A deer hunter from Lake County wrote, “I have three deer stands in Lake County that I have so many bear visiting. I hunt with my brother and close friend. Between the three of us, we now have a total count of 15 different bear visiting. We do not sit close to each other. This is gathered within 15 square miles.”
Another deer hunter from Delta County wrote, “We had more bear on cameras this past fall than ever before. None of us had a bear license. All pictures were taken at or near deer stands. I applied for a bear tag, but was unsuccessful.”

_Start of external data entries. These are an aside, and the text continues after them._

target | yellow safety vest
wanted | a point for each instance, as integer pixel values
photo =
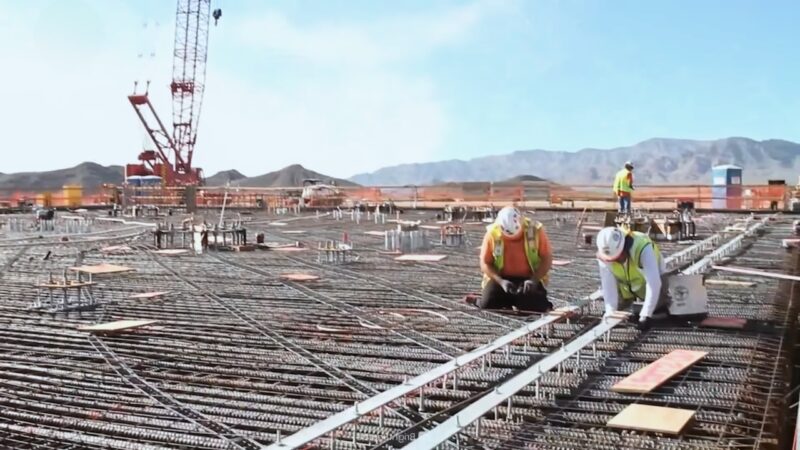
(630, 279)
(531, 230)
(621, 183)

A deer hunter from Marquette County who had photos of four adult bear commented, “Been hunting this area for five years now. First time ever even seen signs of bears. I believe the number to be a big jump up this year.”
The high number of bears reported to be visiting single baits was also reflective of lots of bears. Some of the hottest baits had 20 or more bears visiting them.
A bear hunter from Gogebic County wrote, “I know for a fact from the number of bears I’ve seen on my trail cameras that there are far more bears here than the DNR claims.” He captured photos of 18 different bears on one bait, seven of which were cubs.
One hunter reported 21 different bears on a bait in Presque Isle County. Another bait in Alcona County had 20 different bears on it. The highest number of bears reported from one bait was in Marquette County. A total of 30 bears visited that bait, including three sows with cubs. Two had twins and one had triplets.
I plan on conducting a similar survey of the number of bears seen and/or photographed in Michigan for 2016. If you would like to share information about the number of bears you saw or captured photos of, please let me know. I would like to know the number of sows with cubs, including the number of cubs each had along with the number of single bears that were at least a year old and the county they were in.
This information can be emailed to firstname.lastname@example.org. For those who do not have computers, information about bears that were photographed and seen can be sent to Bear Count, 814 Clark St., Marquette, MI 49855.
The reason I’m doing this is I’m passionate about black bears and their management. I don’t think the DNR is gathering enough information about black bears in the state. With your help, I hope to add to what is known about the animals in Michigan that can contribute to better management of this species of big game.